— Nilai tukar rupiah diperkirakan kembali memasuki fase pelemahan terhadap dolar AS pada perdagangan Jumat, 3 Juli 2026. Prediksi itu disampaikan menyusul penutupan rupiah yang melemah pada perdagangan sebelumnya.

Pada Kamis sore (2/7/2026) rupiah ditutup turun 43 poin ke level Rp 17.995 per dolar AS dibandingkan penutupan hari sebelumnya di Rp 17.950 per dolar AS.

“Sedangkan untuk perdagangan besok, mata uang rupiah fluktuatif namun ditutup melemah di rentang Rp 17.990 – Rp 18.050,” ujar Direktur PT. Traze Andalan Futures, Ibrahim Assuaibi, dalam keterangan pada Kamis (2/7/2026).

Faktor Domestik dan Eksternal

Ibrahim mengatakan salah satu pemicu tren pelemahan adalah data Purchasing Managers’ Index (PMI) Indonesia yang dirilis S&P Global, menunjukkan angka 46,9 pada Juni 2026—tingkat penurunan terkuat dalam satu tahun terakhir.

Selain itu, proyeksi lembaga pemeringkat internasional mengenai cadangan devisa Indonesia juga memberi tekanan.
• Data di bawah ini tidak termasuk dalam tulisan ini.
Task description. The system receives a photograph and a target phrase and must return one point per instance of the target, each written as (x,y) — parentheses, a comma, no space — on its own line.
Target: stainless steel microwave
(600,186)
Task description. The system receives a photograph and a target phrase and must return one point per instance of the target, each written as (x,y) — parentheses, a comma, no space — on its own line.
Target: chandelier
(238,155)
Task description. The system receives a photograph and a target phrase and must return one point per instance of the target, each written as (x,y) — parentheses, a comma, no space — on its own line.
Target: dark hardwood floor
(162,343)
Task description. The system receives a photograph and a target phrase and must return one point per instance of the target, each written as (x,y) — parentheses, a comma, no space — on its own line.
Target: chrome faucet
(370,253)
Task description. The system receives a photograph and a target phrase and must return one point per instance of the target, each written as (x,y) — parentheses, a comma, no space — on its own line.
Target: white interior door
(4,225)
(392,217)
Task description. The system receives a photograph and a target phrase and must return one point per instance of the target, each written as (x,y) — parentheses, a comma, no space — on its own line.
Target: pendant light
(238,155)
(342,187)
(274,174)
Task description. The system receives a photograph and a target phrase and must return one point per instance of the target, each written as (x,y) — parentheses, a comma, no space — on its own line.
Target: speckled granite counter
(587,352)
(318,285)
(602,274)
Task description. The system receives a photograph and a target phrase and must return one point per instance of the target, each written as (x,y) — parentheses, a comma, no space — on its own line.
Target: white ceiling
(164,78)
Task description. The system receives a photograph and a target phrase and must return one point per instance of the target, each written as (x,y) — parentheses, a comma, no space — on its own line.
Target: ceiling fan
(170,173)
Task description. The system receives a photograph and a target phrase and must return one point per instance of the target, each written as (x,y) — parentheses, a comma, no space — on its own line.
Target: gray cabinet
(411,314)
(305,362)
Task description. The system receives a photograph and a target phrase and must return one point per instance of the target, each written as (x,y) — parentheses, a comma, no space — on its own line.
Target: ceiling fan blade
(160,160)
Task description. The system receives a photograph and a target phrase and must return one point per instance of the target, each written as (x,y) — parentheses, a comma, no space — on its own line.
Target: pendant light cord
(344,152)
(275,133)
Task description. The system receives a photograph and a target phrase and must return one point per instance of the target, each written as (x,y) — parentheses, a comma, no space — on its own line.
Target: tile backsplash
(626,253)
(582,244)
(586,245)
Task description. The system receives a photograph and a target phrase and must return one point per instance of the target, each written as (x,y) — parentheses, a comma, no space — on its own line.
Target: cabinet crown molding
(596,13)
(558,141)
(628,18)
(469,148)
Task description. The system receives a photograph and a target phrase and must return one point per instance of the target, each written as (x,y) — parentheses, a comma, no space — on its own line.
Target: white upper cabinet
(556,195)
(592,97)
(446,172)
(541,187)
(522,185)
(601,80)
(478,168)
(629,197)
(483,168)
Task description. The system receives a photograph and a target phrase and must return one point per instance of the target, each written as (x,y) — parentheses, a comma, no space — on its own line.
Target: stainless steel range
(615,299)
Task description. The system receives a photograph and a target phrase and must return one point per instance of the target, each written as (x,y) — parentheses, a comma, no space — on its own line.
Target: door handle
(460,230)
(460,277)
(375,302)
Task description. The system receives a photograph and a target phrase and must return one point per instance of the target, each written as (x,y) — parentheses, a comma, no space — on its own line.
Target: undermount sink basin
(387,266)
Menurut proyeksi tersebut, cadangan devisa pada 2026 hanya cukup untuk membiayai sekitar 4,9 bulan kebutuhan pembayaran eksternal berjalan, sedikit di bawah median negara berperingkat BBB yang sekitar 5 bulan.

“Menurut Fitch, penyusutan cadangan devisa terutama dipicu oleh memburuknya terms of trade akibat kenaikan harga energi global, intervensi BI di pasar valuta asing untuk menopang rupiah, serta pembayaran utang luar negeri,” kata Ibrahim.

Ibrahim menambahkan, kepercayaan pelaku pasar terhadap Indonesia menghadapi tekanan setelah timbul sejumlah sentimen negatif memasuki kuartal II. Di antaranya disebutkan kasus korupsi tingkat tinggi, kekhawatiran fiskal pasca-defisit neraca perdagangan Mei, lonjakan inflasi, serta penundaan pengumuman tentang pasar modal Indonesia oleh penyedia indeks global MSCI.

Perhatian Pasar Terhadap Data AS

Dari sisi eksternal, Ibrahim mencatat bahwa rupiah melemah meski ketegangan antara AS dan Iran sedikit mereda setelah adanya kemajuan dalam pembicaraan tidak langsung terkait Selat Hormuz.

Perhatian pasar kini bergeser ke rilis data Nonfarm Payrolls AS yang akan dirilis malam ini. “Ekspektasi pasar adalah ekonomi AS menambah 110.000 pekerjaan, sementara tingkat pengangguran diperkirakan tetap di 4,3%,” ujar Ibrahim.

“Sedangkan untuk perdagangan besok, mata uang rupiah fluktuatif namun ditutup melemah di rentang Rp 17.990 – Rp 18.050,”

Analisis dan proyeksi di atas disampaikan oleh Ibrahim Assuaibi, Direktur PT. Traze Andalan Futures, berdasarkan kondisi pasar dan data yang tersedia hingga 2 Juli 2026.